DC Edit | Djokovic remains indefatigable
The remarkable thing about Djokovic's march to the title at the US Open this time was the crowd was wholly behind him.
Tears flowed down his cheeks copiously but then he does tend to get lachrymose these days. He wept after Carlos Alcaraz beat him in an emotive Wimbledon final. He had wept at Flushing Meadows two years ago too when Daniil Medvedev denied him the rarest of rare feats in men’s tennis of a calendar Grand Slam. This time around, those tears became a torrent of joy as Novak Djokovic logged victory in Grand Slam No. 24 and ended the debate once for all over who is the worthiest and most durable of the winningest men’s tennis champions.
The remarkable thing about Djokovic’s march to the title at the US Open this time was the crowd was wholly behind him. As the once unpopular competitor marched on, forgotten were the past insults and US border control rules regarding the unvaccinated that kept him out last year. The few doubters who saw the signs of an era ending and another beginning after Wimbledon stood to applaud the indefatigable champion who, with a racquet in hand, has an answer to almost anything that his opponents fire back at him on a tennis court.
To think he won his 24 titles in a fiercely competitive era featuring the champion of dulcet strokes in Roger Federer and a Djokovic-like unrelenting returner of a tennis ball in Rafael Nadal. At 36, he is no spring chicken, thus forcing Medvedev to ask, “What are you still doing here!” after a 104-minute second set in which the heat of the US Open had seemed to melt even Djokovic. He took fatigue in his stride to emerge a straight-sets winner and lent his victory a poignancy by wearing a white jacket with the number 24 on his back, as a tribute also to his dear departed friend and NBA star shooter, Kobe Bryant.

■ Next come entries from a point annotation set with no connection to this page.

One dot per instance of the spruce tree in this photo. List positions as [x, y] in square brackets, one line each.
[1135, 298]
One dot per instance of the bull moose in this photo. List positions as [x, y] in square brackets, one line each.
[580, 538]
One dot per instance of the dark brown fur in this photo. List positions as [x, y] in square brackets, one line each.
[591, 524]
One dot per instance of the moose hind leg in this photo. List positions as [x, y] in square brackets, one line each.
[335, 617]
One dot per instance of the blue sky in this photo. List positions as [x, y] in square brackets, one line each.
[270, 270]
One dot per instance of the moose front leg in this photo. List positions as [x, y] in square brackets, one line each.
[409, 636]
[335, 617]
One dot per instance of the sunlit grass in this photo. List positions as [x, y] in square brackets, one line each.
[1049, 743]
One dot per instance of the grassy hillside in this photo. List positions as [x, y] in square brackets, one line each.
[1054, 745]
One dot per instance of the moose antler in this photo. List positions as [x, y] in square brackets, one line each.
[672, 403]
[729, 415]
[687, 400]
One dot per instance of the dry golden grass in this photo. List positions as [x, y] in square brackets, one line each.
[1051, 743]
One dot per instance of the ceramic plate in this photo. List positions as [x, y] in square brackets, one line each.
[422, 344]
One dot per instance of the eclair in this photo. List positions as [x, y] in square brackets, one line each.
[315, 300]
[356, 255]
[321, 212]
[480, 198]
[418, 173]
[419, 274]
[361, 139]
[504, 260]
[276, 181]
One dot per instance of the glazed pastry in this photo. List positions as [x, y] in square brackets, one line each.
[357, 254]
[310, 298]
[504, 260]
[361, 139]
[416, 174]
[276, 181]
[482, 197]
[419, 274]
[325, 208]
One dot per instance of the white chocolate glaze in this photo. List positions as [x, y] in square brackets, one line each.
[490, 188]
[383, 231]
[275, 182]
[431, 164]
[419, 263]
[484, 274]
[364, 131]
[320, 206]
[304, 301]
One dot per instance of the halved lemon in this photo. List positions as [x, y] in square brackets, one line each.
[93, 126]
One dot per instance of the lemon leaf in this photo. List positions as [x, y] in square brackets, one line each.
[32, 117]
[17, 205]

If all the talk was once again about a 36-year-old member of the 3 musketeers of tennis after the defending champion Alcaraz had lost in the semi-final to Medvedev, the US Open also saw youth on the distaff side break down the doors after the retirement last year of Serena Williams. In Coco Gauf, the youngest women’s champion since Serena, there is a great champion in the making, a feisty new age player who has the skills and the temperament to play consistently at this level. She also showed maturity enough in asking her voluble coach to quieten down with his instructions as she worked things out on the court on her own.